With elevated inflation preventing Federal Reserve officials from feeling confident enough to cut interest rates, some policymakers at their meeting last month called for careful attention to signs the labor market might weaken faster than anticipated.
“A number of participants remarked that monetary policy should stand ready to respond to unexpected economic weakness,” said the minutes of the Fed’s June 11-12 meeting, which were released Wednesday with a customary three-week delay.
Officials also cataloged several economic developments—including a slowdown in wage growth, reduced pricing power by businesses and increased consumer sensitivity to price increases—in support of their expectation that inflation would continue to decline over the coming year.

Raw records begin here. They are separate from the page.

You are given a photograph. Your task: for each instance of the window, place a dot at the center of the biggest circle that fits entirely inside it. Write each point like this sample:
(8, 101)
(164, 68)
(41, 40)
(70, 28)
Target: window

Some officials said they thought higher immigration was allowing the economy to add more jobs while holding the unemployment rate steady, easing imbalances in a labor market that had appeared quite overheated two years ago. Some thought a closely monitored survey of monthly payroll growth might be overstating job gains, the minutes said.
The minutes showed officials were broadly comfortable with their wait-and-see stance on changing interest rates and highlighted a range of views about what might prompt the Fed to raise or lower rates. Together with more recent public communication by Fed officials, the minutes indicated they aren’t likely to cut rates at their meeting later this month.
Since last month’s meeting, Fed officials including Chair Jerome Powell have signaled they are broadly satisfied with how inflation has resumed a downtrend after several hotter readings at the start of the year, suggesting the door remains open to a cut in September.
The Fed raised rates at the fastest pace in 40 years in 2022 and 2023 to combat inflation that also rose to a four-decade high. They have held their benchmark rate in a range between 5.25% and 5.5% since last July.
Officials were surprised in the second half of last year by how rapidly price growth slowed despite strong spending and hiring, leading them to shift their attention away from how high to raise rates and toward how long to wait before cutting them. Inflation turned around after that, derailing expectations by investors and the Fed itself that the central bank might have been able to cut rates by now.
The whiplash from cooler and then hotter inflation has left the Fed in something of an awkward holding pattern, where policymakers are looking for either several more months of convincingly benign inflation readings or evidence of a meaningful slowdown in hiring and economic activity before lowering rates.
Economic projections released last month showed most Fed officials expect to cut interest rates once or twice this year if inflation slows and growth is solid but unspectacular. Markets are focused on whether officials at their July 30-31 meeting might lay the groundwork for a rate cut at their subsequent gathering in September.